Obama rolls out new sanctions on Russia, Moscow says it won't hurt
New round of Western sanction against Russia will target seven individuals and 17 companies. They are meant to affect Moscow’s stance over the ongoing Ukrainian crisis.
The individuals listed by the US Department of Treasury on Monday
include Russian Deputy Prime Minister Dmitry Kozak, chair of the
parliamentary commission on Foreign Affairs, Aleksey Pushkov,
chief of presidential office, Vyacheslav Volodin, and Igor
Sechin, the head of Rosneft oil company.
The list of sanctioned companies, which Washington believes to be “linked to Putin’s inner circle,” includes several banks, construction and transport companies.
The Volga Group, an investment vehicle that manages assets on behalf of the businessman, Gennady Timchenko, and SMP Bank, whose main shareholders were affected by the previous set of US sanctions, are among those to face restrictive measures.
Oil and gas engineering company, Stroytransgaz, and one of Russia’s biggest rail transporters of oil, Transoil, are also among the companies affected by the sanctions.
The US Department of Commerce has introduced additional restrictions on 13 of those companies by imposing a license requirement with a presumption of denial for the export, re-export or other foreign transfer of US-originating items to the companies.
Later in the day, Washington announced a tightened policy to deny export license applications for any high-technology items that could contribute to Russia’s military capabilities.
But the US may move even further and impose sanctions against specific branches of the Russian economy if Moscow begins a military operation in Ukraine, Jay Carney, White House spokesman, said.
The announcement of a new round of US sanctions against Russia is
“revolting” as they go against the way civilized states should
communicate, Sergey Ryabkov, Russia’s deputy foreign minister,
“We will respond, although it is not our choice,” Ryabkov is cited as saying by Itar-Tass news agency. “But we can’t leave this situation without reaction, without practical reaction, without reaction by means of our own decisions. US behavior in the field is becoming provocative.”
According to the deputy FM, the American decision stems from a “distorted and groundless” assumption on the state of affairs in Ukraine.
Obama said the US and its allies would keep broader sanctions “in reserve” in the event of further escalation on the ground in Ukraine. He admitted that he was uncertain whether the latest round of measures would be effective.
“The goal is not to go after Mr. Putin personally; the goal is to change his calculus, to encourage him to walk the walk, not just talk the talk" on diplomacy to resolve the crisis, Obama said in Manila during a trip to Asia.

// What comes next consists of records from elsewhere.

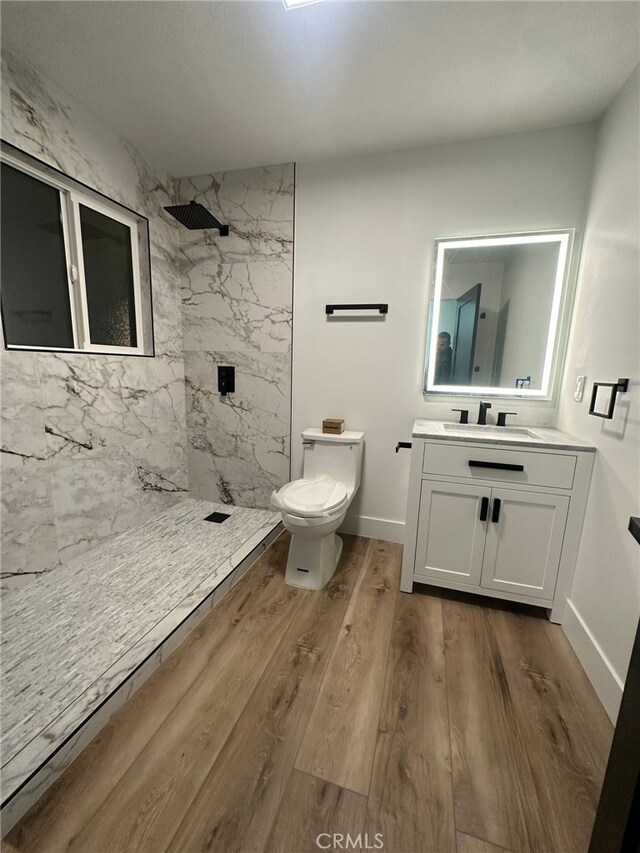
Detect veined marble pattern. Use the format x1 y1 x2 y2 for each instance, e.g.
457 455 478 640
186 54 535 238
179 163 294 265
182 258 292 353
179 164 294 507
2 500 280 801
2 57 187 590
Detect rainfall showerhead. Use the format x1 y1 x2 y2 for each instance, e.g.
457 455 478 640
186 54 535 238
165 201 229 237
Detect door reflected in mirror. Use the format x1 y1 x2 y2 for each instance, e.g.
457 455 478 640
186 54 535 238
424 231 573 398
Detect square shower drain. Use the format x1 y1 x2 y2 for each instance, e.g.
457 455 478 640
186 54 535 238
204 512 231 524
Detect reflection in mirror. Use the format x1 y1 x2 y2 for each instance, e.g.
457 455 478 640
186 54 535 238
424 231 572 397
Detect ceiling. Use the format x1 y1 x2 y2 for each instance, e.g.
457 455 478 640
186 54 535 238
2 0 640 177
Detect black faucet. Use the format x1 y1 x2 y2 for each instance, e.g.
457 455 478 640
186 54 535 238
478 403 491 426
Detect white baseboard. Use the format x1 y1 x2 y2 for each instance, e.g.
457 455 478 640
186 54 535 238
340 515 405 545
562 599 624 725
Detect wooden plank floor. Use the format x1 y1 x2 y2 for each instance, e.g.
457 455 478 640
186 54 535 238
2 536 612 853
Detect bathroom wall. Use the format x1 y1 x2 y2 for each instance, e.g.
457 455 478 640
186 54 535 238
179 163 294 507
1 57 187 588
292 125 595 542
557 67 640 719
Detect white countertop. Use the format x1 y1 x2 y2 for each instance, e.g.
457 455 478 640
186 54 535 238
411 419 596 453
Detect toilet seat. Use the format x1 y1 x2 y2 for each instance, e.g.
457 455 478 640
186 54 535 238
271 474 349 518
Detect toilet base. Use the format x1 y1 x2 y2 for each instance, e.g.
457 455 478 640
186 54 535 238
284 533 342 589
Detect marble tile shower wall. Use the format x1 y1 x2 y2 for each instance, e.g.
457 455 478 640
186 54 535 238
179 163 295 507
1 58 187 588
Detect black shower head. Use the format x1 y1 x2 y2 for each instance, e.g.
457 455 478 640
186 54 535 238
165 201 229 237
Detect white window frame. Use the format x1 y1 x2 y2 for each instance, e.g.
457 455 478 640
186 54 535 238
0 150 149 355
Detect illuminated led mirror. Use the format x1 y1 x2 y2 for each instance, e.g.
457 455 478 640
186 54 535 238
424 230 574 399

As the US pushes for more sanctions against Russia, EU members have preliminary agreed to also impose asset freezes and visa bans on 15 more people. The names of those to be added to the list will not be made public until they are published in the EU's Official Journal on Tuesday, Reuters reported citing an unnamed diplomat source. However, Many Europeans opposed anti-Russian sanctions, which would target the economy as opposed to individuals close to the Russian leadership, since economic sanctions would hurt European economies as well as that of Russia. The US, being economically tied with Russia to a much lesser degree than Europe, says it would not impose economic sanctions unilaterally.
“I would be very surprised if all European countries found a common position on economic sanctions,” Thierry Mariani, a member of the French National Assembly, told RT. “When one country says ‘we don’t speak about finance’… and some other country says ‘we don’t speak about energy,’ then we don’t speak about anything. That’s why we arrive unfortunately [at] personal sanctions, which are completely nonsense.”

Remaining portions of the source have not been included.